The picture of Chloe Torrance on our front page is shocking enough to stop anyone in their tracks. The risk in a city that has ambitions to be Britain’s most cycle-friendly is that it will stop new riders from taking to the streets of the Capital.
Chloe’s injuries are certainly horrific. If you saw the picture in isolation, you might think that the 24-year-old had been the victim of a particularly vicious robbery.
But they are simply the result of cycling along roads in Edinburgh that you would hope would be safe for all road users.
Of course, riding a bike does not come without risks. But badly maintained roads can be particularly treacherous.
Potholes, sunken drains and cracked road surfaces are a deep frustration to motorists. For cyclists, however, such hazards can mean risking life and limb.

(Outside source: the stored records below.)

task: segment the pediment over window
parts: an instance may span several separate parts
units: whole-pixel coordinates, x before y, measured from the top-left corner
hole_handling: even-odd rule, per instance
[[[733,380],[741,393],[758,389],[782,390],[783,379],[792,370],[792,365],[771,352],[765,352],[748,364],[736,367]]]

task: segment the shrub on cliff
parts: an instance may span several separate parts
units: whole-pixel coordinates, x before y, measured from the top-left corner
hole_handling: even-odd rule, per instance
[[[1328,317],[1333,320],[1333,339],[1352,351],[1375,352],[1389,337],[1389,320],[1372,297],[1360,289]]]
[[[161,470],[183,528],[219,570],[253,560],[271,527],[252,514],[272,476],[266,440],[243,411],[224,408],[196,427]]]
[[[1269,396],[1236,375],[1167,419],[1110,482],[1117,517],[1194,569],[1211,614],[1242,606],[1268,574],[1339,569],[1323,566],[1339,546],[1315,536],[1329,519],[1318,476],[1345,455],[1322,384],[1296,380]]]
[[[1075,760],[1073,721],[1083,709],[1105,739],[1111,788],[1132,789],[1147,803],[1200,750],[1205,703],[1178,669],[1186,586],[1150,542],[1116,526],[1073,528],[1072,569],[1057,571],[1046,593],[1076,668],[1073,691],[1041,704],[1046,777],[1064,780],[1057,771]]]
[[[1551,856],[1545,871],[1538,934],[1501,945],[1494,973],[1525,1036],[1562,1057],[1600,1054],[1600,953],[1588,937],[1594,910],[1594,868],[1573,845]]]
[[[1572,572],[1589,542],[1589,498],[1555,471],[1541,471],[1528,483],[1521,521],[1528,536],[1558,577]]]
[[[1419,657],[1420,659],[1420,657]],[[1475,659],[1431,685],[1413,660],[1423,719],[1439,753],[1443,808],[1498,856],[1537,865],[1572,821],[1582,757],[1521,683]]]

The simple fact is that many of the roads in the Capital are in a terrible state. The city’s current Labour-SNP coalition cannot be blamed for that, given that it has continued to invest substantial amounts in road repairs. It can also be proud of its commitment to cycling, which, like road repairs, were established as priorities for the city by their Lib Dem-SNP predecessors.
But all of its good work is in danger of being undermined by the terrible state of the roads.
There is no quick answer to solving a problem caused by years of neglect. It will take many years of huge investment to return our roads to the state that all road users should be able to expect.
In the debate that will inevitably rage over the coming weeks about the city’s spending priorities, that reality must not be forgotten.
We simply cannot afford to stop spending on road repairs, for the sake of all road users.